Here, Darlene talks about what it’s like to travel with the president along with some of her favorite moments from the trip.
The trip began, interestingly enough, in a doctor’s office.
Vaccinations are often required for travel to certain foreign countries. Since the president was headed to the East African countries of Kenya and Ethiopia, the White House Travel Office recommended getting vaccinated against yellow fever.
I left the doctor’s office with bandages on both arms after getting my yellow fever shot renewed, plus getting vaccinated against typhoid fever and Hepatitis A as a precaution as the doctor had recommended.
Until it’s time to leave for the trip, you’re reporting and writing preview stories and backgrounding yourself in the issues that will likely come up during the trip. And then there’s figuring out how to fit six days’ worth of clothing into an overhead bin-sized carry-on suitcase.
Obama’s visit to Kenya was a homecoming of sorts: His father was born there, siblings and other relatives still live there and he had not visited since taking the oath of office. So, many of the stories that White House Correspondent Julie Pace and I wrote from Kenya included a healthy dose of the family reunion angle.
I flew with Obama aboard Air Force One as part of the press pool, 13 members representing the wires, TV networks, wire and still photographers, radio and print publications. We flew from Andrews Air Force Base outside of Washington, D.C., for about seven hours until we arrived at the U.S. Air Base in Ramstein, Germany.

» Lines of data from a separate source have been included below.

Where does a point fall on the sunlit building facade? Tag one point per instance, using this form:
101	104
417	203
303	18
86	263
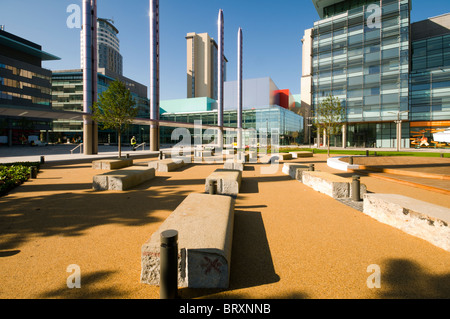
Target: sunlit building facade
369	55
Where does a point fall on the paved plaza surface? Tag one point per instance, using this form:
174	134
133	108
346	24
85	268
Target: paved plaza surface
289	240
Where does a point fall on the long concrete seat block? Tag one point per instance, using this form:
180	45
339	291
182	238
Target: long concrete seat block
291	169
166	165
415	217
273	158
301	154
123	179
234	165
110	164
203	153
284	156
330	184
205	234
228	181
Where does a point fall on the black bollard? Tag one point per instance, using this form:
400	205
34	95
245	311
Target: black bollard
212	187
169	265
356	184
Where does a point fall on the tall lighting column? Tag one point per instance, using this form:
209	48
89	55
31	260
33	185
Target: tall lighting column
239	90
220	80
154	74
90	130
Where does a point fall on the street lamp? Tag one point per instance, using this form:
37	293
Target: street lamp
309	129
399	127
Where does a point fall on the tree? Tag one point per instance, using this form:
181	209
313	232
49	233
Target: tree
329	116
115	109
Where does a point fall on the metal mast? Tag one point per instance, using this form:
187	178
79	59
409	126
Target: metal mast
154	74
220	69
239	90
90	133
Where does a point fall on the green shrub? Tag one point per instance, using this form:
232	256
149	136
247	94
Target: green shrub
14	174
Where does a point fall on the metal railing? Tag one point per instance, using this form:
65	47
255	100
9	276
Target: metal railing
79	146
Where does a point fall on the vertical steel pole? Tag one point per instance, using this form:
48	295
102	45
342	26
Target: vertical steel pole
87	75
220	80
169	265
239	88
356	184
154	74
94	73
212	187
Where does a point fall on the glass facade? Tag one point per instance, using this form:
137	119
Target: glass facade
430	89
23	83
289	124
361	56
67	95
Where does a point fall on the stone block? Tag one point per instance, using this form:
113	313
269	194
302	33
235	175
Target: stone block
205	234
228	181
330	184
110	164
421	219
234	165
166	165
301	154
294	170
123	179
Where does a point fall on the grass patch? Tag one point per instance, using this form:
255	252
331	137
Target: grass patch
14	174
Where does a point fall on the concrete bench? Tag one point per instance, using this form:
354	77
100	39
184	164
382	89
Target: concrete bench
228	181
301	154
123	179
110	164
166	165
234	165
330	184
205	234
293	169
415	217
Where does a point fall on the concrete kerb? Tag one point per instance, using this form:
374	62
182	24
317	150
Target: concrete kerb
336	163
417	218
228	181
123	179
205	226
301	154
166	165
294	170
110	164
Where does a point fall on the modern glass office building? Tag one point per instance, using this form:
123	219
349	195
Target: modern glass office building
24	85
365	53
67	95
263	111
430	78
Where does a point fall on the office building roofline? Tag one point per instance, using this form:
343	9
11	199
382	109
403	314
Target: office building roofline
25	46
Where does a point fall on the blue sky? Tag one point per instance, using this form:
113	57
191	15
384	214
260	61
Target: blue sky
272	33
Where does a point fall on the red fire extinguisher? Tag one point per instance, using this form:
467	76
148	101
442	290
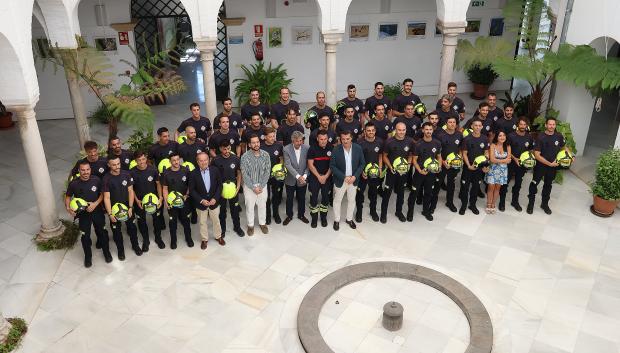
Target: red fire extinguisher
257	47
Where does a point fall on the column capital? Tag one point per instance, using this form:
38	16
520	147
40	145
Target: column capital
451	28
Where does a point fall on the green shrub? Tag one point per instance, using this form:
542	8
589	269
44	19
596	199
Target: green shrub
606	182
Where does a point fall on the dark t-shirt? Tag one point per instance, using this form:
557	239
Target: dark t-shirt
202	126
354	126
549	145
395	148
235	121
413	124
188	152
88	190
228	167
232	136
285	131
401	100
372	150
175	180
450	143
383	127
144	181
331	137
117	186
372	101
158	152
278	110
98	168
247	110
520	144
321	158
475	146
275	152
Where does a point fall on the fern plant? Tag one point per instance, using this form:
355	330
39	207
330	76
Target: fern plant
268	80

AF1 refueled, got rid of trash and loaded fresh meals. Then it was another seven hours south and east to Nairobi, Kenya.
Kenyans had waited years for “President” Obama to visit and it was remarkable to see and feel their pride in someone they consider a local son. Upon arrival at his hotel in Nairobi, Obama went immediately went to dinner with a big group of relatives, including his half-sister Auma, some of whom had traveled great distances from their villages to come see him. The press pool was taken for a glimpse.
It was touching to see the president smiling and laughing with his relatives, some of whom we later were told he had met for the first time that night.

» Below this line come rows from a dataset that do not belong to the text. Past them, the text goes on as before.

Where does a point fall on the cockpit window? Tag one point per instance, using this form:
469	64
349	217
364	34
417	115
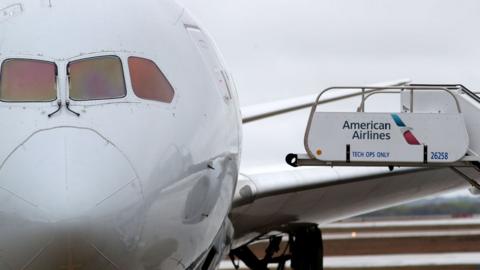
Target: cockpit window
148	81
25	80
96	78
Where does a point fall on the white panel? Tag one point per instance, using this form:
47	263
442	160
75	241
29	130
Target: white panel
384	137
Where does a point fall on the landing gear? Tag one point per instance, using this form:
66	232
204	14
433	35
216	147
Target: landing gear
304	250
307	249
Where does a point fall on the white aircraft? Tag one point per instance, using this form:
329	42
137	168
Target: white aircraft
121	136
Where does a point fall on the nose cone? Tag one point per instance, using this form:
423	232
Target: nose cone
68	200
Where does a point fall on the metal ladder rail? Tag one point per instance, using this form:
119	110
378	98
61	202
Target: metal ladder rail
470	93
297	160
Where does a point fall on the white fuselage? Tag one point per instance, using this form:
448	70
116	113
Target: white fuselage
130	184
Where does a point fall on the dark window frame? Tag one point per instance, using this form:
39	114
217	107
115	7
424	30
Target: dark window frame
98	99
6	60
159	70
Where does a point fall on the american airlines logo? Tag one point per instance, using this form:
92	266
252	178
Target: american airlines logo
406	131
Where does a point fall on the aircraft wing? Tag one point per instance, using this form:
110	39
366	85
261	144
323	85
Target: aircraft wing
267	201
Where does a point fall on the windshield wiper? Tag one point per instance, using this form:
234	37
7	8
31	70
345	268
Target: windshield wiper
59	104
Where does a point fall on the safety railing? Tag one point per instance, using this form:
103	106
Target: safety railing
366	92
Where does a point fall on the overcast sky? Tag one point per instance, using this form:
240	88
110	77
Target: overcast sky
278	49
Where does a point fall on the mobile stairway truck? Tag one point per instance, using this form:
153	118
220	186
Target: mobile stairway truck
436	126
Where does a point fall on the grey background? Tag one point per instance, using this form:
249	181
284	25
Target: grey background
279	49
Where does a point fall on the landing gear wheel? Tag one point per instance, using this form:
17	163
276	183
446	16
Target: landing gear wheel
306	247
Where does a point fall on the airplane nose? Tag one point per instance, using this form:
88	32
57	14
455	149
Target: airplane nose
69	199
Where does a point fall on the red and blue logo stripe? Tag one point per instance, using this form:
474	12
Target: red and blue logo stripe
406	131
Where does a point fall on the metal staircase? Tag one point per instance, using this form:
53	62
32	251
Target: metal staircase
433	126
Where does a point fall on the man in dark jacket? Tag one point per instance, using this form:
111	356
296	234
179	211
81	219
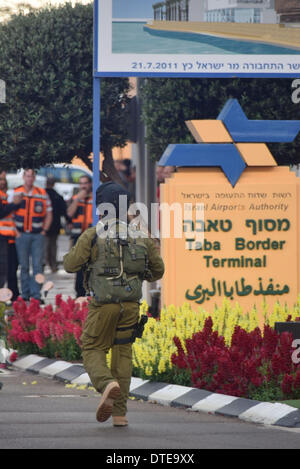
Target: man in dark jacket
6	210
59	210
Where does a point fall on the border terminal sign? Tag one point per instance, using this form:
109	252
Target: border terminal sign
251	224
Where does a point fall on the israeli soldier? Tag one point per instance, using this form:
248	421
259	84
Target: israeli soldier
115	266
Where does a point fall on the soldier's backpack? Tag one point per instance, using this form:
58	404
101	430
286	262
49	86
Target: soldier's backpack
117	270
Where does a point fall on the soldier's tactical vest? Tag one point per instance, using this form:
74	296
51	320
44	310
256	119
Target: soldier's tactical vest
7	224
118	269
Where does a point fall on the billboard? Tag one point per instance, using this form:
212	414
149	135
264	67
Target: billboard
205	38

The visit to Ethiopia was more focused on business. Obama met with the prime minister, held an emergency meeting with regional leaders on the civil war in South Sudan, attended a state dinner and addressed members of the African Union.
It is indisputable that every presidency is historic. Obama’s presidency, to me, is doubly historic given his status as the first black man, a true African American, to hold the office.
The trip marked a number of firsts for the American presidency: It was the first visit to both Kenya and Ethiopia, and the first address to the African Union.
That I was there to report on it was very special and very humbling.